Age group-specific estimates

To estimate traditionally age standardized net survival separate estimates are required within each age group. For the four youngest age groups there is negligible bias and broad agreement for all methods (data not shown). However, the oldest age group will generally show more bias due to more variation in expected and relative survival in this group. Furthermore, a greater proportion of patients will die from other causes leading to low numbers as follow-up time increases. Table 5 shows the bias, MSE and coverage for the oldest age group for the different methods. Bias for Ederer II for scenario 2 is 0.51, 0.96 and 1.25 percentage points at 5, 10 and 15 years respectively. As with the age standardized estimates, there is far greater variation for the Pohar Perme method, particularly at 10 and 15 years reflected by the higher MSEs.
Table 5

Comparison of bias (bold font), mean square error (normal font) and coverage (italic font) for the different methods to estimate age-standardized net survival for those aged 75+. Bias is difference in percentage points

 

5 years

10 years

15 years

 

Scenario 1

Pohar Perme

-0.1590

-0.1613

-0.6053

 

2.1021

14.3727

101.8314

 

96.2

92.5

91.4

Ederer II

-0.1137

-0.3198

-0.5318

 

1.5983

3.7299

10.0422

 

96.1

95.0

95.1

Model Based

0.8137

0.9559

0.5888

(Grouped Age)

2.0951

3.8231

6.8827

 

90.0

92.2

94.8

Model Based

-0.5241

-0.0224

0.0451

(Continuous Age)

1.1701

5.7305

14.7700

 

94.9

93.3

92.7

 

Scenario 2

Pohar Perme

-0.2124

-0.2210

-0.3109

 

2.4165

11.5840

61.9570

 

95.0

94.3

92.8

Ederer II

0.5060

0.9602

1.2465

 

1.9939

4.3176

9.9081

 

94.4

92.7

92.7

Model Based

1.9387

2.5769

2.8401

(Grouped Age)

5.1811

9.1152

13.3959

 

66.8

67.2

80.1

Model Based

0.1237

0.0649

-0.0117

(Continuous Age)

1.6218

4.6727

10.2586

 

94.0

95.2

94.6

Discussion

We have shown through a simulation that when an estimate of age-standardized net survival is required, Ederer II, Pohar Perme and modelling with continuous age have negligible bias. However, Ederer II and modelling have greater precision than the Pohar Perme method, though the increase in precision is small at 5 years.

We do not dispute the theoretical bias in the Ederer II estimate shown by Pohar-Perme [14]. However, when using traditional age-standardization age-group specific estimates are obtained and within each age-group there is far less variation in both expected and relative survival. Thus, even in the extreme scenarios presented here, the potential bias can be ignored. For longer term survival, due to the impact of the weights of elderly subjects, the Pohar Perme estimate has higher variability.

The traditionally age-standardized Ederer II estimate has improved precision over the Pohar Perme estimate since it makes assumptions about variability.
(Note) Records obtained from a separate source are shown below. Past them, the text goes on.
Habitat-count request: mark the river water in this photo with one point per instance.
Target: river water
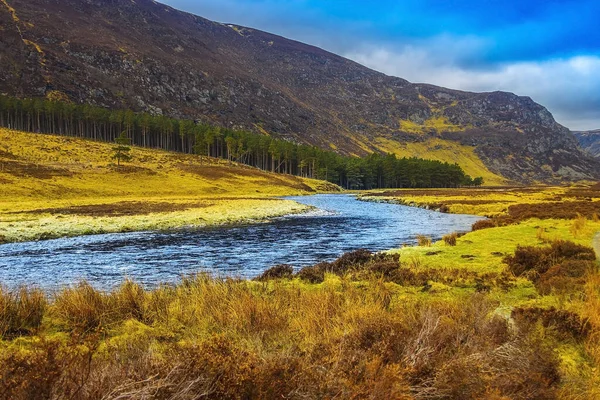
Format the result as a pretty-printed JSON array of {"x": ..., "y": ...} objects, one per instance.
[{"x": 341, "y": 223}]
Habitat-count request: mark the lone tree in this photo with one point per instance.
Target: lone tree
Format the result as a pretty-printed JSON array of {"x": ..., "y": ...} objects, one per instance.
[{"x": 122, "y": 149}]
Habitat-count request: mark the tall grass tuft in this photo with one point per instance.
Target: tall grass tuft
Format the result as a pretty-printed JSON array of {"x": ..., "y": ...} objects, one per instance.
[
  {"x": 450, "y": 239},
  {"x": 82, "y": 308},
  {"x": 423, "y": 241},
  {"x": 21, "y": 311}
]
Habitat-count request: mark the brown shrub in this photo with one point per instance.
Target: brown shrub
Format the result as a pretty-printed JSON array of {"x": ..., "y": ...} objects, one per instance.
[
  {"x": 21, "y": 311},
  {"x": 313, "y": 274},
  {"x": 540, "y": 259},
  {"x": 555, "y": 210},
  {"x": 282, "y": 271},
  {"x": 483, "y": 224},
  {"x": 423, "y": 241},
  {"x": 350, "y": 260},
  {"x": 82, "y": 308},
  {"x": 129, "y": 301},
  {"x": 566, "y": 324},
  {"x": 450, "y": 239}
]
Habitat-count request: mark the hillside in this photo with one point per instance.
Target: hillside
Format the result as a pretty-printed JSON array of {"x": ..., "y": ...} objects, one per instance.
[
  {"x": 55, "y": 186},
  {"x": 589, "y": 141},
  {"x": 149, "y": 57}
]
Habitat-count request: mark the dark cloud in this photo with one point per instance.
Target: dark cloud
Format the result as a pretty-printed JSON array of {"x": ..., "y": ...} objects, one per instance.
[{"x": 548, "y": 50}]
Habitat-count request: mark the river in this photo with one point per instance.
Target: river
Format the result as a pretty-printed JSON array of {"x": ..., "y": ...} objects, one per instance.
[{"x": 339, "y": 224}]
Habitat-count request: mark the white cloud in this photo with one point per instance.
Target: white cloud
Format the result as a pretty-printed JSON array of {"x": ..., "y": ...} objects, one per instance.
[{"x": 569, "y": 88}]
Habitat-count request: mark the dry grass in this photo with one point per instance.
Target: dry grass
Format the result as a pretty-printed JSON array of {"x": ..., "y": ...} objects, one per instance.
[
  {"x": 450, "y": 239},
  {"x": 375, "y": 326},
  {"x": 423, "y": 241},
  {"x": 60, "y": 186},
  {"x": 225, "y": 339}
]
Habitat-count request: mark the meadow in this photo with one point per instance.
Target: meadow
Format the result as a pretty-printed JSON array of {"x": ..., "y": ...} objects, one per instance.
[
  {"x": 52, "y": 186},
  {"x": 510, "y": 310}
]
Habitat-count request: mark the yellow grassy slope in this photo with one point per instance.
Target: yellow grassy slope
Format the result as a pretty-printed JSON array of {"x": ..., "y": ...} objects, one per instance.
[
  {"x": 53, "y": 186},
  {"x": 446, "y": 151}
]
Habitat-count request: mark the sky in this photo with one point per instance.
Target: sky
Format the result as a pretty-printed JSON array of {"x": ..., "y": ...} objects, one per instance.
[{"x": 548, "y": 50}]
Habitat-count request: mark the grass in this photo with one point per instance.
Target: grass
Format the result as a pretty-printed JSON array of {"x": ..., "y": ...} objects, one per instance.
[
  {"x": 521, "y": 202},
  {"x": 419, "y": 322},
  {"x": 509, "y": 311},
  {"x": 364, "y": 331},
  {"x": 443, "y": 150},
  {"x": 58, "y": 186}
]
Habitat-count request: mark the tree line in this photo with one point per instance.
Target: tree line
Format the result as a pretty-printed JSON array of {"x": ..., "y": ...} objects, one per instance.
[{"x": 260, "y": 151}]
The assumptions are there is no variation in expected survival or in relative survival within an age group. The first assumption is definitely not true and the second is unlikely to be. However, these assumptions are not very important in terms of bias. Thus the ‘cost’ of the bias when using Ederer II in traditional age standardization can effectively be ignored, but there is a ‘benefit’ in precision for longer term survival. The difference between the methods is small at five years, but can be seen at 10 and 15 years. For Scenario 1, even the all-age Ederer II had negligible bias due to the variation in age not persisting over follow-up time showing that these assumptions are not that important [19]. The model-based grouped age approach showed some bias, particularly for the more extreme scenario 2. The grouping of age in a statistical model is more prone to bias than when using the Ederer II method due to the different ways of averaging within an age group.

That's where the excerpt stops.